MUMBAI: Ketika Perdana Menteri Narendra Modi memimpin pemerintahan pusat menyelesaikan tujuh tahun masa jabatannya pada hari Minggu, anggota parlemen Shiv Sena Sanjay Raut mengatakan bahwa pemerintah pusat saat ini tidak memiliki hal baru untuk ditawarkan kepada masyarakat negara tersebut.

MP Raut berkata, “Dibandingkan dengan rezim mantan Perdana Menteri Jawaharlal Nehru, pemerintah pusat saat ini tidak memiliki hal baru untuk ditawarkan kepada masyarakat di negara ini. Infrastruktur dan institusi yang dikembangkan pada periode Nehru masih ada dan berkembang.”

“Saya tahu tidak ada tuduhan korupsi pada pemerintahan saat ini. Harapan masyarakat terhadap pemerintah didasarkan pada kebutuhan dasar ‘roti, kapda, makan’, tidak ada yang mau menjadi Tata, Birla dan Adani,” kata pemimpin Shiv Sena itu. .

“Saya setuju bahwa Pusat tersebut mengklaim bahwa mereka tidak ternoda oleh tuduhan korupsi, namun mereka tidak boleh menghindar dari mengatasi masalah yang diangkat oleh pemimpin Kongres Rahul Gandhi,” katanya.

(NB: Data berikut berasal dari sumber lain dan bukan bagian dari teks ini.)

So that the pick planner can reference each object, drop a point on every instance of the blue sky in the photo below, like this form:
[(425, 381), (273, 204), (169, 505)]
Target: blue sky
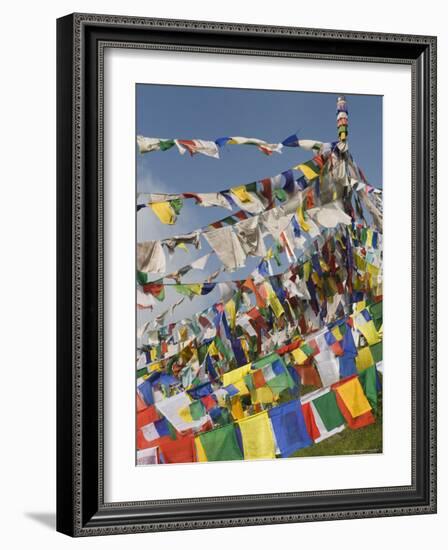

Mendukung CM Benggala Barat Mamata Banerjee karena menentang kehadiran partai oposisi dalam pertemuan peninjauan Topan Yaas yang dipimpin oleh Perdana Menteri Narendra Modi, Raut mengatakan, “Perbedaan antara pandangan Center dan Mamata di bukanlah hal baru. Namun, kali ini saya setuju dengan Dia mengemukakan alasan mengapa seorang pemimpin oposisi dipanggil dalam pertemuan tersebut sementara tidak ada pemimpin oposisi yang hadir dalam pertemuan peninjauan terkait topan di negara bagian lain.”

Perdana Menteri Narendra Modi pada hari Jumat mengadakan pertemuan peninjauan di Kalaikunda di distrik Paschim Medinipur, Benggala Barat, untuk mengkaji situasi pasca-siklon. Mamata Banerjee seharusnya menghadiri pertemuan tersebut. Namun, dia datang terlambat 30 menit dan menyerahkan laporan kerusakan akibat dampak Topan Yaas. Setelah ini dia berangkat ke pertemuan yang telah dijadwalkan sebelumnya di Digha.

Pemimpin Shiv Sena juga berbicara tentang kasus suap Menteri Transportasi Maharashtra Anil Parab baru-baru ini. Dia berkata, “Partai oposisi terus-menerus melontarkan tuduhan palsu dan menuntut pengunduran diri. Saat ini, saya pikir Anil Parab akan berada dalam posisi yang lebih baik untuk mengomentari masalah tersebut.”

Sementara itu, Kepolisian Maharashtra telah membentuk panel beranggotakan tiga orang untuk menyelidiki tuduhan korupsi dan penyuapan terhadap Menteri Transportasi Anil Parab, Komisaris Transportasi Avinash Dhakne dan lima pejabat senior departemen lainnya.